If strike talks fall apart, legacy studios should leave AMPTP

(Courtesy of the WGA)

Last night, Reel 360 News reported that the Writers Guild of America and the Alliance of Motion Picture and Television Producers (AMPTP) were going to resume talks next week. It has been a grueling five months of picketing for writers and two months for actors.

Real talk, it gets boiling around Warner Bros. by 11 a.m. Hydrate. Hydrate for real.

If we reach October 3rd without a deal, this will be the longest strike ever in Guild history. After negotiations fell apart last month, it’s evident that the traditional way of doing things is no longer sufficient. The WGA in a statement, even suggested they would be willing to negotiate with each studio separately.

Here’s an idea for the legacy studios if you can’t strike a deal, negotiate with the WGA and SAG-AFTRA on your own.

Do it for the writers. Do it for the actors. Do it for yourselves.

In the words of NIKE, “Just do it.”

The truth is legacy studios such as Warner Bros., Paramount, Disney, Sony and Universal are at a crossroads, facing challenges and opportunities that demand a reevaluation of their business models.

The rise of streaming platforms like Netflix, Amazon, and Apple has disrupted the industry in profound ways. These tech giants have leveraged their resources and global reach to redefine how we consume stories (I refuse to say content).

Their agility and willingness to adapt to changing consumer preferences have given them a substantial advantage over the legacy studios.

One key difference between legacy studios and streaming platforms is their approach to content creation and distribution. Legacy studios are deeply entrenched in the theatrical distribution model, relying heavily on box office revenue and established release windows.

By contrast, streaming platforms prioritize direct-to-consumer content delivery, catering to viewers who prefer on-demand, personalized experiences.
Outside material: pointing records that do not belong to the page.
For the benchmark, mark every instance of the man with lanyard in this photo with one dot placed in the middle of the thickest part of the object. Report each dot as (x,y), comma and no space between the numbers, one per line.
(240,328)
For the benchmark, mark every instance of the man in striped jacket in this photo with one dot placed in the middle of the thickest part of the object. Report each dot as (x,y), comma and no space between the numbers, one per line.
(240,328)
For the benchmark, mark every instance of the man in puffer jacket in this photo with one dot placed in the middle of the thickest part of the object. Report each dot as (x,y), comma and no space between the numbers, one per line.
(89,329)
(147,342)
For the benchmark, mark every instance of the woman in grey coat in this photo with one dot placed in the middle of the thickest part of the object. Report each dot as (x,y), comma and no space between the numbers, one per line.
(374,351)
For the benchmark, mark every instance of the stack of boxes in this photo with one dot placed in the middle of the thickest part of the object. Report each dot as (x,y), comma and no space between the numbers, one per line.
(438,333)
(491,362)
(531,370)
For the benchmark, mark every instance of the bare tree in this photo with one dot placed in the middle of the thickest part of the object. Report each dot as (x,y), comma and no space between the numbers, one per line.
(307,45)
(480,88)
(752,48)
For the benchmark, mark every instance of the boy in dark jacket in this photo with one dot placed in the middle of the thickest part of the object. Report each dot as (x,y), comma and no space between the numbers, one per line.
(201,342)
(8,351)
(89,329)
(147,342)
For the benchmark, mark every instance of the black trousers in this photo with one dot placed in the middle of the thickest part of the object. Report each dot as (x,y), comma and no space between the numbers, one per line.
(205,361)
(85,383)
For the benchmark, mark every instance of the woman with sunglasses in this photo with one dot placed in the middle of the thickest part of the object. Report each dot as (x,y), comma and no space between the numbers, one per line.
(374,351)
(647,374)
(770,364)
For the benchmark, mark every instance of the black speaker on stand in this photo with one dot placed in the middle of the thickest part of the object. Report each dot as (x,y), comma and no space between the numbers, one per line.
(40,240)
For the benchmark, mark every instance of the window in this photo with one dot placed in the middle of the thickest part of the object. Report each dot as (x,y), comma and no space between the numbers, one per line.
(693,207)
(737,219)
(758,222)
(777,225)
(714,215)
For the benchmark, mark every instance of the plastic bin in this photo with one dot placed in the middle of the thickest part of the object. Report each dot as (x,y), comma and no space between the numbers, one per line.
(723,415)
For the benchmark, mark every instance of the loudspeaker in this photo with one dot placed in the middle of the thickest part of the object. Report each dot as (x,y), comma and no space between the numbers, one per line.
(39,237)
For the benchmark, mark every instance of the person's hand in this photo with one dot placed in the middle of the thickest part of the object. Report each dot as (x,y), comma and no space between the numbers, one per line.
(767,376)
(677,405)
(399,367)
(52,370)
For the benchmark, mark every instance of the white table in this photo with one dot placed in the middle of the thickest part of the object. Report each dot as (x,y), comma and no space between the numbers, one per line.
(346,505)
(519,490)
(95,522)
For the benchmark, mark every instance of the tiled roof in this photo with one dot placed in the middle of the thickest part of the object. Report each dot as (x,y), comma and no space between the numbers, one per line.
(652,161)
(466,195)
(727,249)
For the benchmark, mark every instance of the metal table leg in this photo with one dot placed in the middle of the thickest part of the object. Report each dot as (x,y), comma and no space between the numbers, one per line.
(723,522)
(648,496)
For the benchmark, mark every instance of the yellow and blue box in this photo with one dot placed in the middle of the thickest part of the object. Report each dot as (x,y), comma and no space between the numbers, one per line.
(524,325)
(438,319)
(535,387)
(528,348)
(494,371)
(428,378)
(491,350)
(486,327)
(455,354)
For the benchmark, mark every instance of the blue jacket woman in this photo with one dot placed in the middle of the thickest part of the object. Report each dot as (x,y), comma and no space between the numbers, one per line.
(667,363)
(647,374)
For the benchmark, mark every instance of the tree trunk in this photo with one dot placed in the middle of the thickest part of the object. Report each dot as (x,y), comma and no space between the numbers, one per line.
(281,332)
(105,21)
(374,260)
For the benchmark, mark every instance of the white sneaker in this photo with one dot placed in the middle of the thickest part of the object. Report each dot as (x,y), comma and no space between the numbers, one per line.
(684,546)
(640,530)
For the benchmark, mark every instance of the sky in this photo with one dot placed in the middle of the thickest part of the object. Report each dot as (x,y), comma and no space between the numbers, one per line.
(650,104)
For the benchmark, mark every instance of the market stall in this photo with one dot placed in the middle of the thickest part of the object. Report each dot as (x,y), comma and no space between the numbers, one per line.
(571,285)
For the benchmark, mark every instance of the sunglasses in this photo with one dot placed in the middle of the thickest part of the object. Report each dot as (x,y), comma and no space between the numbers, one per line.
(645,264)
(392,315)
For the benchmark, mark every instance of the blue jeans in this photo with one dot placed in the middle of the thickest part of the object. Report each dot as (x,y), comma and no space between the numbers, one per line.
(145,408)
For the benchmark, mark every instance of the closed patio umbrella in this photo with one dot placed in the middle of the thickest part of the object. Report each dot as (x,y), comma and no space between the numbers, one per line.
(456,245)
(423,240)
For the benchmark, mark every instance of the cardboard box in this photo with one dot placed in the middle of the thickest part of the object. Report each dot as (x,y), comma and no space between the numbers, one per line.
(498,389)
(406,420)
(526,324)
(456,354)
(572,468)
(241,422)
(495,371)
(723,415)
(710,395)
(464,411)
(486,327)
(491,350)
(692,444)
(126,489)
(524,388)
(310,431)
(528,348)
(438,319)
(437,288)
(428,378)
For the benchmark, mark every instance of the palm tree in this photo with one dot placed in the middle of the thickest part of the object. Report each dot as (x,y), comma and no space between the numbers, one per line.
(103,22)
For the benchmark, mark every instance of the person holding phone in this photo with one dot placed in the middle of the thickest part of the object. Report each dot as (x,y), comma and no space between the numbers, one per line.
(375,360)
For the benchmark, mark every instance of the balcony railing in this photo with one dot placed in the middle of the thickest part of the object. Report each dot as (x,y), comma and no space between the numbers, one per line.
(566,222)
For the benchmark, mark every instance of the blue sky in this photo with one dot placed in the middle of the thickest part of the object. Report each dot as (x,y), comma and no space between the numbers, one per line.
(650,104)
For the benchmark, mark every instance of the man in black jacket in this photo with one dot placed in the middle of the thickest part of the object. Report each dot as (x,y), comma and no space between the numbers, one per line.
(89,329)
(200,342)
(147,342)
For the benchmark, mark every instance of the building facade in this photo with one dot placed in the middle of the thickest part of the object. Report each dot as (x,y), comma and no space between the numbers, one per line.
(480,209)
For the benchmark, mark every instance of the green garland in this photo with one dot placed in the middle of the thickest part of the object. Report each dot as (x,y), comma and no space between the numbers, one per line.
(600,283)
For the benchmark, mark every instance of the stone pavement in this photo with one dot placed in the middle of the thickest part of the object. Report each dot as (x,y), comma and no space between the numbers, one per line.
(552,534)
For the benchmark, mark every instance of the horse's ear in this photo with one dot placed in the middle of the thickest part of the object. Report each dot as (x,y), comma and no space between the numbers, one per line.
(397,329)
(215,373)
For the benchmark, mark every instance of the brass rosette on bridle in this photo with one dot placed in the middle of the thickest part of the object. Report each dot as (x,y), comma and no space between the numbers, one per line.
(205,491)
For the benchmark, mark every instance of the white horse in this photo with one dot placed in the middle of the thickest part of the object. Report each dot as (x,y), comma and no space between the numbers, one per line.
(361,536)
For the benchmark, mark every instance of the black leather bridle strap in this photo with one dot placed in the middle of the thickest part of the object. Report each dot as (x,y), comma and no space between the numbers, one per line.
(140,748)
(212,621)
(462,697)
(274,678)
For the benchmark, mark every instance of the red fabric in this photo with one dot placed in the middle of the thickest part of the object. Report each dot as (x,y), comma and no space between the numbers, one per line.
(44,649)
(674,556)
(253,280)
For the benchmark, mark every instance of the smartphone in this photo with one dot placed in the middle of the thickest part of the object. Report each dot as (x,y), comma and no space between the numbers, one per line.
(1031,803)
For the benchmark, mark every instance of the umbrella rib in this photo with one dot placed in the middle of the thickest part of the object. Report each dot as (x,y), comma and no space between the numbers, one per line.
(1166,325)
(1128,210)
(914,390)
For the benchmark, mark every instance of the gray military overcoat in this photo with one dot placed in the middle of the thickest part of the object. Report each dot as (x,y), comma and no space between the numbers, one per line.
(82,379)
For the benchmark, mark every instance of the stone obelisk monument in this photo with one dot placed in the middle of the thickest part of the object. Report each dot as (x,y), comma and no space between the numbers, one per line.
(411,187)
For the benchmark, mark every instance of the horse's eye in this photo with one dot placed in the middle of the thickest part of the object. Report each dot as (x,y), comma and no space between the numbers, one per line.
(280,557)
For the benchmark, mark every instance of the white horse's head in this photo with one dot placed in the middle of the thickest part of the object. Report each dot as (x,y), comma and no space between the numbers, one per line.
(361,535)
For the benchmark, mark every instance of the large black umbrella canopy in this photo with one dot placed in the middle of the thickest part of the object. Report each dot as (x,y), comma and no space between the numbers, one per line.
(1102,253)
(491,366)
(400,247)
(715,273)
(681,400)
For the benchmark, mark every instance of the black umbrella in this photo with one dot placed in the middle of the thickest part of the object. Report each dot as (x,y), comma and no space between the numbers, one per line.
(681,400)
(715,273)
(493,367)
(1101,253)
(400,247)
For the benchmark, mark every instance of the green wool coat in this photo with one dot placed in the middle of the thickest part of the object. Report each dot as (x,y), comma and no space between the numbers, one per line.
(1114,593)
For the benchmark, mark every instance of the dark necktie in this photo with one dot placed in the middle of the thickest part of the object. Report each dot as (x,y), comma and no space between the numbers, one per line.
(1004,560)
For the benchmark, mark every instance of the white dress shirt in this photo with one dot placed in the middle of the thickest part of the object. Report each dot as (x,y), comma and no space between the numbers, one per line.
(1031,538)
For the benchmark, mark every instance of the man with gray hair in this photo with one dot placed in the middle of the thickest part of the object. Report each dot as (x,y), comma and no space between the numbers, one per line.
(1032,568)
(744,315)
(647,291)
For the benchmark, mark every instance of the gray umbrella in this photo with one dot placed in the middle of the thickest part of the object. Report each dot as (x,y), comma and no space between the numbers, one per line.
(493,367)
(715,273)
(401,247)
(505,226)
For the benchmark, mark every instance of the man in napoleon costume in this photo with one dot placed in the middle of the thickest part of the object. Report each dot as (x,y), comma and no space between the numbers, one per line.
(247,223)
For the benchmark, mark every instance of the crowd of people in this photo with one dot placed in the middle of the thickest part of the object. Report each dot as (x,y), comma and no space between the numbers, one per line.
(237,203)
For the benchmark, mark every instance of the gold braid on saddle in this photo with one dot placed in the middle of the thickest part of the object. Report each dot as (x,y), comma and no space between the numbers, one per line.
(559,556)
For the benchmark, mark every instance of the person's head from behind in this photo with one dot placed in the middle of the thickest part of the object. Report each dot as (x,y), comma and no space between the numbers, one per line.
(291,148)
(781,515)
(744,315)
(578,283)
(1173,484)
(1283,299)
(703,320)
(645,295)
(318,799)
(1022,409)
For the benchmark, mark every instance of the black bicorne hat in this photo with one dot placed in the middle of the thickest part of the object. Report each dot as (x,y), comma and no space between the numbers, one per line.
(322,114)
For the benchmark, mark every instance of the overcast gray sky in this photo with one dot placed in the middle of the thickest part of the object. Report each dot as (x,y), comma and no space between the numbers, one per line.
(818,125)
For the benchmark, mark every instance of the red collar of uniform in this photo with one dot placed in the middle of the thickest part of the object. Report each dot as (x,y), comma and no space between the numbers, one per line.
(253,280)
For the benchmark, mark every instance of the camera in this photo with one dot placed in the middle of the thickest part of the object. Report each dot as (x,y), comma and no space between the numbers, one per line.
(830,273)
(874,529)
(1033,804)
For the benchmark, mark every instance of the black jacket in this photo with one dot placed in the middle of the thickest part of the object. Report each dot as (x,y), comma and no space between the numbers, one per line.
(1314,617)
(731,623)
Can anyone say, “Oil and Water?”


This fundamental difference in approach has become increasingly pronounced, especially during the COVID-19 pandemic. While legacy studios such as Warner Bros. and Marvel/Disney grappled with disrupted release schedules and dwindling theater audiences, streaming platforms thrived. They capitalized on the opportunity to provide fresh content stories directly to viewers at home, a strategy that paid off handsomely.

It’s time for legacy studios to recognize that their business models are diverging from those of streaming platforms. Attempting to straddle both worlds is leading to diminished returns and missed opportunities. Instead, they should consider separating their traditional theatrical divisions from their streaming counterparts.

So secede, Sony. Secede, Universal. Now, here’s where you argue back and say they all have streaming services, too. Peacock ain’t Netflix. Max (stupid name still) is nowhere near Amazon or Disney+.

By negotiating on their own, each studio can focus on its unique strengths and goals. The traditional studio division could continue producing tentpole theatrical releases, while the streaming division could invest in original content tailored for on-demand viewing. This approach would enable legacy studios to compete more effectively with streaming giants.

Moreover, separating these divisions could facilitate partnerships and collaborations with streaming platforms. Rather than perceiving each other as competitors, they could work together to co-produce content and expand their reach. Such collaborations have already shown promise in the industry and could lead to mutually beneficial outcomes.

The legacy studios possess invaluable intellectual property, iconic franchises, and vast creative talent. These assets should not be squandered by clinging to outdated models. Embracing change and adapting to the evolving media landscape is essential for their continued success.

By separating their traditional and streaming divisions, legacy studios can position themselves to thrive in the digital age while preserving the cinematic experience for those who cherish it. It’s a strategic move that recognizes consumers’ evolving needs and technology’s transformative power.

In the end, the goal is not to abandon tradition but to embrace innovation. Legacy studios have the opportunity to redefine themselves, engage with a new generation of viewers, and continue producing timeless content. To do so, they must be willing to take bold steps and consider separation as a path toward sustained relevance and success in an ever-changing industry.

If it all works out during next week’s negotiations, bravo! I’m rooting for you. But if it doesn’t…

Divorce from the AMPTP. Do it. You’re welcome.